The only thing I can think of is that she didn't want me to run away with the cancelled stamp. Which also doesn't really make much sense to me, since I clearly wanted to mail the envelope.

shrug

Before me in line, as I was waiting for the hand cancellation, was a guy talking to the Postmaster. "If I send unsolicited email," he started out, "to you without your consent, I'm violating a law, and I get fined. Yet, you deliver all this mail to me and I can't stop it. Why is that?" He went on for a while about how he receives all this junk mail when he leaves for two weeks, and it's this giant pile, and he doesn't want any of it, why don't they stop. The Postmaster tried to explain how once mail is in their hands, it is their responsibility to deliver it. The first guy didn't want to hear it, and became more agitated.

I wish the guy had realized his analogy was flawed. The post office isn't the same as the guy sending the spam email, the post office is the ISP that delivers the email. Would the guy be ranting to Google about delivering the spam to him? He might complain about bad poor spam filters, and switch to a different ISP provider or set up filters of his own, but he wouldn't be screaming at Google about *sending* the email. I'm not sure why he thinks the Post Office is responsible for the mail sent, when it's the spam/junk senders.

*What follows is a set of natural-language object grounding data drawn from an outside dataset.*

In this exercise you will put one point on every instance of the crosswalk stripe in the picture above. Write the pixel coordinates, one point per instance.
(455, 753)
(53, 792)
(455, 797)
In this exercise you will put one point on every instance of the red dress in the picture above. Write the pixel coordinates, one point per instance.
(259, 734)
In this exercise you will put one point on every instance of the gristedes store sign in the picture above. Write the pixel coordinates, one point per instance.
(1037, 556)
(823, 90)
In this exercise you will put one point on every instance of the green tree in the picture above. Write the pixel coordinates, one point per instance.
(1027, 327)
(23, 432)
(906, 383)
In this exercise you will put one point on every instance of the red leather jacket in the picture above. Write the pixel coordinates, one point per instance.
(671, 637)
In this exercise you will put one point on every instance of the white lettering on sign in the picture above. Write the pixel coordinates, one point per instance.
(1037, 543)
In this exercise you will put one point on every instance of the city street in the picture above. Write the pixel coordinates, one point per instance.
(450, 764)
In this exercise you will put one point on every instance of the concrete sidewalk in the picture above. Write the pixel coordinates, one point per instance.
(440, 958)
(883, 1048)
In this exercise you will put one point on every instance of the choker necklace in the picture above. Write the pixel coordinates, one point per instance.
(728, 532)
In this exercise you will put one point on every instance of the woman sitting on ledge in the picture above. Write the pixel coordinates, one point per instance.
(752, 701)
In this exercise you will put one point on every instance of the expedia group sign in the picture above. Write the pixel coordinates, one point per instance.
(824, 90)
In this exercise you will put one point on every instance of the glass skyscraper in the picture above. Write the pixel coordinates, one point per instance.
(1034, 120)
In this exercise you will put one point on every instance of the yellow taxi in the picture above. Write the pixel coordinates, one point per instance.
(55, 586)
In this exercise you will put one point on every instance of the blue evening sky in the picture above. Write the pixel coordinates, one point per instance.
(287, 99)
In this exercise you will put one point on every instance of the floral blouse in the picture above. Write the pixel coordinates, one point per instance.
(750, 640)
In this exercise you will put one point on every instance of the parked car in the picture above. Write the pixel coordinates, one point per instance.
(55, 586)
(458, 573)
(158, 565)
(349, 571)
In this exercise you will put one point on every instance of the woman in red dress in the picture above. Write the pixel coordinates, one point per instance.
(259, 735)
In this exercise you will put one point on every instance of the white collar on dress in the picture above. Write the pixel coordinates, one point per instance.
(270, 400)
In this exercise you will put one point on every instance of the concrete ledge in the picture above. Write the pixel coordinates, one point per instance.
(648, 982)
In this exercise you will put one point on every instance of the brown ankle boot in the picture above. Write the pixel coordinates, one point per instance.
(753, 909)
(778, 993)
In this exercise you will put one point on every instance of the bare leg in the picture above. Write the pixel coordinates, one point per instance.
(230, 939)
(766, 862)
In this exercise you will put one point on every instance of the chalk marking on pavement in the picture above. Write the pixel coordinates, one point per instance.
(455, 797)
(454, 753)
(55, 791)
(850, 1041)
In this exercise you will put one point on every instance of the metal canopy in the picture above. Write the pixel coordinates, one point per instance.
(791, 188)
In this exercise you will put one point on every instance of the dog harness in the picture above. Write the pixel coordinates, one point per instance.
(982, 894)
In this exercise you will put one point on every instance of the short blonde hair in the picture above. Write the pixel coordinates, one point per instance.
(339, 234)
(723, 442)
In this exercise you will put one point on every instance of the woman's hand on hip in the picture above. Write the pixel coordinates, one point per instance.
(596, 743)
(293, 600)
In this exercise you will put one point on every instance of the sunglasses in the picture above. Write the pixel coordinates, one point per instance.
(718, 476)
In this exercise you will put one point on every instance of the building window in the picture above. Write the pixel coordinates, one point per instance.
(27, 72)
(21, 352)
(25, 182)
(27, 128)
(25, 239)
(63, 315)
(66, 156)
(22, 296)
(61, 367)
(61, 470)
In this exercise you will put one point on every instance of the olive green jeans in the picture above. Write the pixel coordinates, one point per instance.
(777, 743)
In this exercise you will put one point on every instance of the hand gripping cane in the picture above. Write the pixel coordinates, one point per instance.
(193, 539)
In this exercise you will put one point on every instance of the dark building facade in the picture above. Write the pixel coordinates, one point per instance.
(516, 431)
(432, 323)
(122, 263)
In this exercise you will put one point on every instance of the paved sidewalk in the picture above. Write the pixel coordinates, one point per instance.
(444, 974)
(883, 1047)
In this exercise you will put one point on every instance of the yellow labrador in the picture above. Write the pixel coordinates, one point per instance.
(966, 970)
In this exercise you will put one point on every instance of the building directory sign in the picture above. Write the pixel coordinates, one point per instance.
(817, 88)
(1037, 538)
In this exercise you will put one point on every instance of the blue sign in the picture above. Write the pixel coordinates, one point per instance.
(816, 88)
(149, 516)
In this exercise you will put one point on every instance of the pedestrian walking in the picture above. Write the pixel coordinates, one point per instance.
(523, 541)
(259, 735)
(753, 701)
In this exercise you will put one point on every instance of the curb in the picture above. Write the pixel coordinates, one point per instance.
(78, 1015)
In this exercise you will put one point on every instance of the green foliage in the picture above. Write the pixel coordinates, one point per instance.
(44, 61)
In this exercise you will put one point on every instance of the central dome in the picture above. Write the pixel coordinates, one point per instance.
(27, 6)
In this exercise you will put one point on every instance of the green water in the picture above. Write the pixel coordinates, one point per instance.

The sad part was that if he just shut up for 30 seconds, the Postmaster would have given him the resources he needed to remove his name from various junk mailing lists, reducing his mail pile. I used one about 8 years ago and went from about 36" of mail a month to about 6" of mail a month, most of that wanted. The company I used (Green Dimes) isn't in business any longer, but 41 Pounds is. If I were that guy, I'd start there or maybe Catalog Choice.

Comments

I find it intriguing that you measure the thickness of your mail.

I should be using centimeters instead. Sounds more impressive.